M. Péladeau dit être «visé personnellement» par cette motion.

«La partisanerie outrancière de cette motion dépasse les limites du respect que nous devons tous à nos institutions démocratiques», a-t-il affirmé.

Lisée contre la motion



Celui qui a lancé le débat sur les avoirs de M. Péladeau, Jean-François Lisée, votera contre la motion caquiste, a-t-il indiqué mercredi matin. Telle que rédigée, elle pourrait empêcher un député de posséder une revue sur le sport, a-t-il illustré.

M. Lisée n'entend pas non plus proposer des amendements à la motion.

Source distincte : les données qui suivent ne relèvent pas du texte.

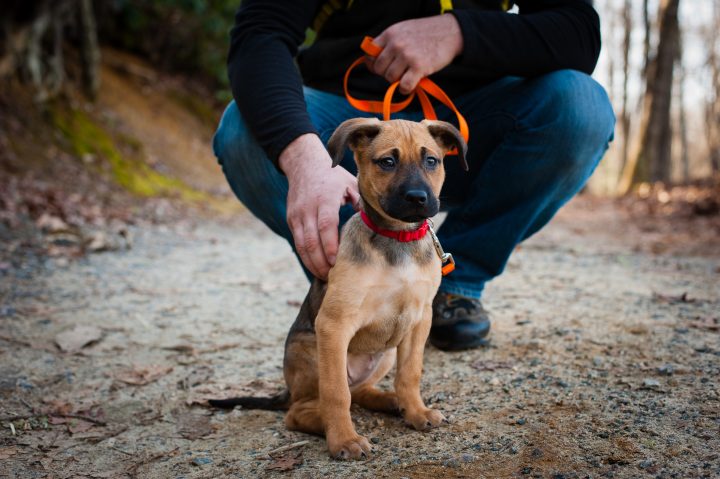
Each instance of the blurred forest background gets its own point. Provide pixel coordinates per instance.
(103, 98)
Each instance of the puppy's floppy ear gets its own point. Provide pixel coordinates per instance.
(353, 133)
(448, 137)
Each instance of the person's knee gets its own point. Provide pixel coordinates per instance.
(579, 112)
(232, 135)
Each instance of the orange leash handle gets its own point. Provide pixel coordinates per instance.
(386, 107)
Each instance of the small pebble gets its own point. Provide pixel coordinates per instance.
(651, 383)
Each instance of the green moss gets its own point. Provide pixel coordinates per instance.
(86, 137)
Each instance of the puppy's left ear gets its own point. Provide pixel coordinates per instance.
(354, 133)
(448, 137)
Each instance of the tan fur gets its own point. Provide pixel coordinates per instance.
(373, 312)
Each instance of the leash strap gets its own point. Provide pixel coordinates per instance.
(387, 107)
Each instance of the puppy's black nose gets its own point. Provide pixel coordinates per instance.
(419, 197)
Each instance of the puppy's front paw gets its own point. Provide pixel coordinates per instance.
(355, 447)
(424, 419)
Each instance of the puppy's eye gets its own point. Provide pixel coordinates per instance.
(386, 163)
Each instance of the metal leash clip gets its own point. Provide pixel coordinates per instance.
(444, 257)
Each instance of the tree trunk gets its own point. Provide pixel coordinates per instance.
(625, 118)
(90, 49)
(650, 160)
(712, 112)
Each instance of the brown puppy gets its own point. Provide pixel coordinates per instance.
(376, 306)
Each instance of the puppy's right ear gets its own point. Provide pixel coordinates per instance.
(352, 133)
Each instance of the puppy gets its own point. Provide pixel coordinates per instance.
(375, 309)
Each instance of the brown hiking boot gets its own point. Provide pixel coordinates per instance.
(458, 323)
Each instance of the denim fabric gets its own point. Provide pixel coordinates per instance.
(533, 145)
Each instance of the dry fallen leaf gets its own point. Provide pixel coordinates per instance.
(75, 339)
(7, 452)
(709, 324)
(141, 375)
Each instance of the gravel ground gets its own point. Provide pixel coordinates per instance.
(604, 362)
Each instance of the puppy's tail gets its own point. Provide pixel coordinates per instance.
(279, 401)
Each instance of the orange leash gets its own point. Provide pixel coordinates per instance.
(387, 107)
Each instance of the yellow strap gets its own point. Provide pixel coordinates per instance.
(445, 6)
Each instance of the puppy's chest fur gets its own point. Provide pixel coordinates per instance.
(389, 282)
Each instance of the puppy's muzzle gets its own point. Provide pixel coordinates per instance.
(412, 203)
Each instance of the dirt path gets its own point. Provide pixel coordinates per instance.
(605, 362)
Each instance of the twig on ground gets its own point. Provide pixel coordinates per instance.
(10, 419)
(288, 447)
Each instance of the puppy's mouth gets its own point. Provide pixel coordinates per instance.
(415, 218)
(401, 210)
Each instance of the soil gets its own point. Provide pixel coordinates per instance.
(604, 358)
(604, 362)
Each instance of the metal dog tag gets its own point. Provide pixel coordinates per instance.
(448, 263)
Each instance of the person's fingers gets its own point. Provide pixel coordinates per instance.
(298, 232)
(381, 63)
(395, 70)
(313, 247)
(409, 81)
(327, 223)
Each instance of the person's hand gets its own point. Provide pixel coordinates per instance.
(317, 191)
(414, 49)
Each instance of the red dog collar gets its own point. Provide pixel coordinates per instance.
(402, 236)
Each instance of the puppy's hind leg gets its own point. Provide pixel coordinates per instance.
(304, 416)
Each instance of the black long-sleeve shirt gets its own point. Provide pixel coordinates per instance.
(545, 36)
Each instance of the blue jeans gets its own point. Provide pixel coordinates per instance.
(533, 145)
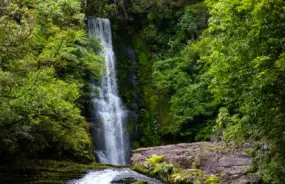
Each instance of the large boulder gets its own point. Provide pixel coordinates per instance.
(229, 165)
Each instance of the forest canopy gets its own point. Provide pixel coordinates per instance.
(206, 70)
(45, 55)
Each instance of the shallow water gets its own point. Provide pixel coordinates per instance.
(109, 176)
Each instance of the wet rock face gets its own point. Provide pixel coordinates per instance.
(212, 158)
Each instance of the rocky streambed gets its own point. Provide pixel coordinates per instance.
(204, 162)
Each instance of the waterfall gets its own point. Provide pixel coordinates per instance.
(111, 132)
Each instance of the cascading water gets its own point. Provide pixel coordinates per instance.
(108, 106)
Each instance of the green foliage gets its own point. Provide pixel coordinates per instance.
(212, 180)
(245, 58)
(155, 159)
(45, 54)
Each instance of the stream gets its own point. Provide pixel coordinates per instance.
(113, 176)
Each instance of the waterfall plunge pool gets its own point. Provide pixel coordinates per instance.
(113, 176)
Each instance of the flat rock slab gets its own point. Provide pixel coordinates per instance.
(211, 157)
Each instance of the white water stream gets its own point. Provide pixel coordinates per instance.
(108, 107)
(109, 176)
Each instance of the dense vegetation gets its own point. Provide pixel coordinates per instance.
(225, 76)
(205, 69)
(45, 56)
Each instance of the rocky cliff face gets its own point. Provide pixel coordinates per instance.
(228, 165)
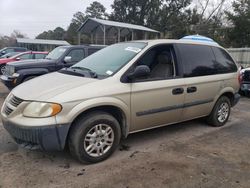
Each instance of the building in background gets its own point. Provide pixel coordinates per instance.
(108, 32)
(40, 44)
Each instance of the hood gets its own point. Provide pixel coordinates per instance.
(5, 60)
(33, 63)
(47, 86)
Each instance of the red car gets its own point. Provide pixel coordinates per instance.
(21, 56)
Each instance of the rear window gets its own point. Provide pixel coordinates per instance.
(198, 60)
(224, 63)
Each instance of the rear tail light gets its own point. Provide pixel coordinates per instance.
(240, 77)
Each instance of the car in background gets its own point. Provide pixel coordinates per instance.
(8, 55)
(21, 56)
(12, 49)
(60, 57)
(245, 82)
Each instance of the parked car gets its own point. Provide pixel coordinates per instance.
(245, 84)
(12, 49)
(21, 56)
(63, 56)
(8, 55)
(122, 89)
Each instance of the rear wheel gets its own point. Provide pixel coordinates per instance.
(94, 137)
(2, 69)
(220, 113)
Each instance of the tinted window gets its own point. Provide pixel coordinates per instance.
(25, 56)
(198, 60)
(56, 53)
(92, 50)
(40, 56)
(76, 55)
(224, 63)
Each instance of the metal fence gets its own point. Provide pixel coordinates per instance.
(241, 55)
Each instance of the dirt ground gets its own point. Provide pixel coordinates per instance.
(189, 154)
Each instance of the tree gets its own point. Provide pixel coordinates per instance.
(18, 34)
(96, 10)
(71, 35)
(240, 19)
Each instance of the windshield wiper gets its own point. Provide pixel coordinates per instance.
(93, 74)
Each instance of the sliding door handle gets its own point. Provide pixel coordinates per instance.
(177, 91)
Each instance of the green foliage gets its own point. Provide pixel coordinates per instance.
(239, 35)
(96, 10)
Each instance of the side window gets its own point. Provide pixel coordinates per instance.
(224, 63)
(76, 55)
(40, 56)
(92, 50)
(160, 61)
(25, 56)
(9, 50)
(198, 60)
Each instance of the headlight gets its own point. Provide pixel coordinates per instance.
(15, 75)
(41, 109)
(10, 70)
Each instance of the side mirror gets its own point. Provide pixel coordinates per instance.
(68, 59)
(139, 72)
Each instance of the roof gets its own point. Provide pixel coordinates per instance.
(42, 41)
(91, 23)
(178, 41)
(199, 38)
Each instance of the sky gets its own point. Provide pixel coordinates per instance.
(32, 17)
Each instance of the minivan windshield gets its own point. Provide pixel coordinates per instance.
(109, 60)
(56, 53)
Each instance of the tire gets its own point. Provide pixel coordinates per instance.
(83, 142)
(222, 106)
(2, 69)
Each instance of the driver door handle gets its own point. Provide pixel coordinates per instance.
(177, 91)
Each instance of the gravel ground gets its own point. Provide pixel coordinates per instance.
(189, 154)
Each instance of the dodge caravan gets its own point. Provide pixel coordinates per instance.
(122, 89)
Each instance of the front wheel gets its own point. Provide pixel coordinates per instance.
(220, 113)
(94, 137)
(2, 69)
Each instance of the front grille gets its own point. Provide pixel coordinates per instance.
(27, 135)
(9, 70)
(11, 104)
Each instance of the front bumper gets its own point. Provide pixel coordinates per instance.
(9, 82)
(49, 138)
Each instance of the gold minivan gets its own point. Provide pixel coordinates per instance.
(122, 89)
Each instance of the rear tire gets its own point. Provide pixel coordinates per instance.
(2, 69)
(28, 78)
(220, 113)
(94, 137)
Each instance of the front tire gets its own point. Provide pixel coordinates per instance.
(94, 137)
(220, 113)
(2, 69)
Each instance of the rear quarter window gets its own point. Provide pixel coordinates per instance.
(197, 60)
(224, 63)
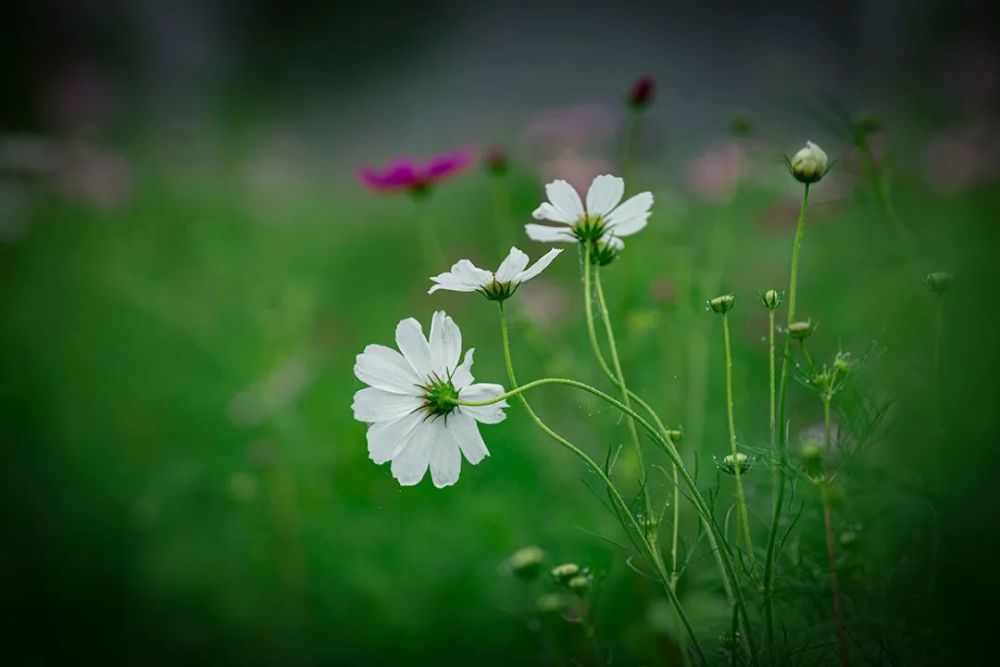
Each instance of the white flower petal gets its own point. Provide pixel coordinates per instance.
(387, 439)
(411, 342)
(512, 265)
(464, 430)
(547, 234)
(410, 464)
(385, 368)
(374, 405)
(538, 266)
(462, 377)
(446, 344)
(631, 216)
(604, 194)
(446, 460)
(488, 414)
(564, 197)
(471, 274)
(449, 282)
(463, 277)
(547, 211)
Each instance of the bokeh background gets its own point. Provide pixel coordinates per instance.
(188, 265)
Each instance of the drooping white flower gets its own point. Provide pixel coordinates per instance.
(605, 217)
(496, 286)
(410, 403)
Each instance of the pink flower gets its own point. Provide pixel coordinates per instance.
(406, 174)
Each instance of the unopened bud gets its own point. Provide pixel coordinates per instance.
(771, 299)
(527, 562)
(842, 363)
(563, 573)
(800, 330)
(722, 304)
(731, 463)
(640, 95)
(811, 456)
(939, 281)
(809, 164)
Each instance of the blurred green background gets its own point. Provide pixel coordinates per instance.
(188, 268)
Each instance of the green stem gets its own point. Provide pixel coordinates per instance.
(602, 362)
(622, 509)
(741, 502)
(620, 381)
(668, 447)
(782, 427)
(831, 553)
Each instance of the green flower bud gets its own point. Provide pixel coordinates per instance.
(842, 363)
(800, 330)
(771, 299)
(563, 573)
(579, 584)
(722, 304)
(527, 562)
(939, 281)
(811, 456)
(603, 252)
(733, 462)
(809, 164)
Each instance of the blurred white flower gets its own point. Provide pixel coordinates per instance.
(603, 219)
(411, 403)
(496, 286)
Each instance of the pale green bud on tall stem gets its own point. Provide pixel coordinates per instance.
(779, 492)
(632, 527)
(723, 305)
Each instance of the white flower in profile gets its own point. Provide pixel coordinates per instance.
(498, 285)
(410, 403)
(605, 217)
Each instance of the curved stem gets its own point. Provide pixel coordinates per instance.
(602, 362)
(620, 376)
(831, 553)
(667, 446)
(741, 501)
(620, 505)
(782, 427)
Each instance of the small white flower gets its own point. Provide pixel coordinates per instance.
(497, 286)
(410, 403)
(809, 164)
(604, 218)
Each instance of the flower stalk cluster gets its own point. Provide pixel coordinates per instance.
(424, 408)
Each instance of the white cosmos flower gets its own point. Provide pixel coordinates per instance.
(410, 403)
(605, 217)
(496, 286)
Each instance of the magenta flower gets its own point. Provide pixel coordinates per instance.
(406, 174)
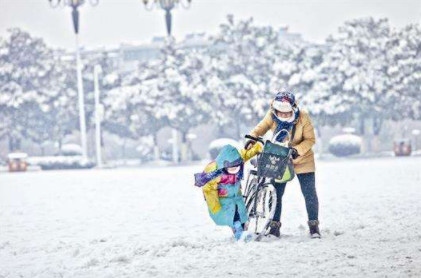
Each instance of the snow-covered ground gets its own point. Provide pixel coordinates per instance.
(150, 222)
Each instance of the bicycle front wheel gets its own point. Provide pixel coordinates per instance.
(261, 209)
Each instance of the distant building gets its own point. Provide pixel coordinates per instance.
(127, 56)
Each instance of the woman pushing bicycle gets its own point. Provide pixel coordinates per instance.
(284, 113)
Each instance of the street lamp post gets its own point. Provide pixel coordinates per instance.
(74, 5)
(167, 6)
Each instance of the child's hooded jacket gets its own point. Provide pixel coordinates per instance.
(223, 193)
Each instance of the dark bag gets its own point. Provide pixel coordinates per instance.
(275, 161)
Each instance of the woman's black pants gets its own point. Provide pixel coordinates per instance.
(308, 188)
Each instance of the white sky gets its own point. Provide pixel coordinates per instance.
(115, 21)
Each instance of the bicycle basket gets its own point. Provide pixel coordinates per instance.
(275, 162)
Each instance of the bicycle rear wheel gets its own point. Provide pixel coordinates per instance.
(261, 209)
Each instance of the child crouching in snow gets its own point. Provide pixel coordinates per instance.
(221, 185)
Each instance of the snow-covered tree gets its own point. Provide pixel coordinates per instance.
(404, 53)
(179, 91)
(356, 68)
(241, 78)
(26, 68)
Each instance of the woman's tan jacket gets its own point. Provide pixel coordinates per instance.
(303, 140)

«Je ne veux pas participer à la tentative de la CAQ de se faire du capital politique là-dessus, a-t-il déclaré. Ils sont tellement incompétents qu'ils ont écrit une mauvaise motion.»

Le chef caquiste François Legault n'a pas manqué de railler la prise de position de l'adversaire probable de M. Péladeau dans la course à la direction du PQ.

«M. Lisée est mal pris dans son parti et il cherche un moyen de s'en sortir, a-t-il ironisé. Sur le fond, on dit la même chose. Si M. Lisée veut des amendements, on va en proposer.»

À l'Assemblée nationale, M. Legault s'est dit ouvert à amender sa motion et a pressé les libéraux de l'appuyer. Il a rappelé que Philippe Couillard s'est dit favorable à ce que M. Péladeau vende ses actions lors de la dernière campagne électorale.

Mais le premier ministre a affirmé qu'il souhaite éviter que le débat se réduise à la seule personne de Pierre Karl Péladeau. Il souhaite que les discussions portent sur le thème plus large de l'indépendance des médias en démocratie.

«Il faut discuter entre nous de cette motion qui, d'après nous, est un peu à court terme, sur des points à marquer sur un adversaire dans un contexte particulier », a-t-il affirmé.

Pour une rare fois, Québec solidaire s'est rallié à la CAQ. La cochef Françoise David s'est montrée d'accord avec la motion de M. Legault, bien qu'elle pourrait proposer des amendements.

«Je prends cette motion pour ce qu'elle est, c'est-à-dire un appel à poser la question, à débattre, a dit Mme David. Je pense que le temps est mûr. On a vu tellement de situations de conflits d'intérêts au fil des années et il va y en avoir encore.»



Malgré un amendement rejeté par le vice-président François Gendron, qui l'a jugé non conforme, les libéraux ont accepté d'appuyer la démarche de la CAQ, lors d'un vote prévu jeudi.

En fin de journée, mercredi, le leader parlementaire du gouvernement, Jean-Marc Fournier, a affirmé qu'une commission parlementaire se penchera d'abord sur la question de l'indépendance de la presse en démocratie, pour qu'un projet de loi soit déposé ensuite.

Péladeau se dissocie d'un communiqué de Québecor

Pierre Karl Péladeau s'est dissocié, mercredi, d'un communiqué de presse diffusé en mars dernier dans lequel Québecor confirmait son engagement à placer ses actions de l'entreprise dans une fiducie sans droit de regard après son élection à l'Assemblée nationale.

M. Péladeau, actionnaire de contrôle du conglomérat, a fait cette déclaration en sortant d'une salle de commission parlementaire, quelques heures après avoir promis qu'il placerait ses actions en fiducie s'il est élu chef du Parti québécois.

«Vous le savez très bien c'est un communiqué de presse de Québecor, ce n'est pas un communiqué de presse que j'ai émis, a-t-il dit à La Presse Canadienne. C'est un communiqué de presse de Québecor, ce n'est pas moi qui l'ai rédigé, c'est la compagnie.»

En mars, en annonçant la candidature de M. Péladeau dans la circonscription de Saint-Jérôme, Québecor avait pourtant confirmé son engagement à se distancer de ses actifs, dès son élection, même si cette contrainte n'est réservée qu'aux membres du conseil des ministres.

«Québecor confirme que, dans l'éventualité où M. Péladeau serait élu à l'Assemblée nationale du Québec le 7 avril prochain, ce dernier s'est engagé à mettre en place une fiducie ou un mandat sans droit de regard dans lequel il placerait ses intérêts économiques», indiquait le communiqué du conglomérat.

Le chef intérimaire péquiste Stéphane Bédard a affirmé que M. Péladeau n'avait pas donné suite à cet engagement puisque la loi qui détermine le code d'éthique des élus ne force pas les députés à le faire.

«Les députés, en général, je vous dirais que la presque totalité n'a pas de fiducie sans droit de regard, a-t-il dit. Je pense qu'on souhaitait tous être au gouvernement. Les ministres ont l'obligation d'avoir cette fiducie sans droit de regard, c'est tout simplement ça.»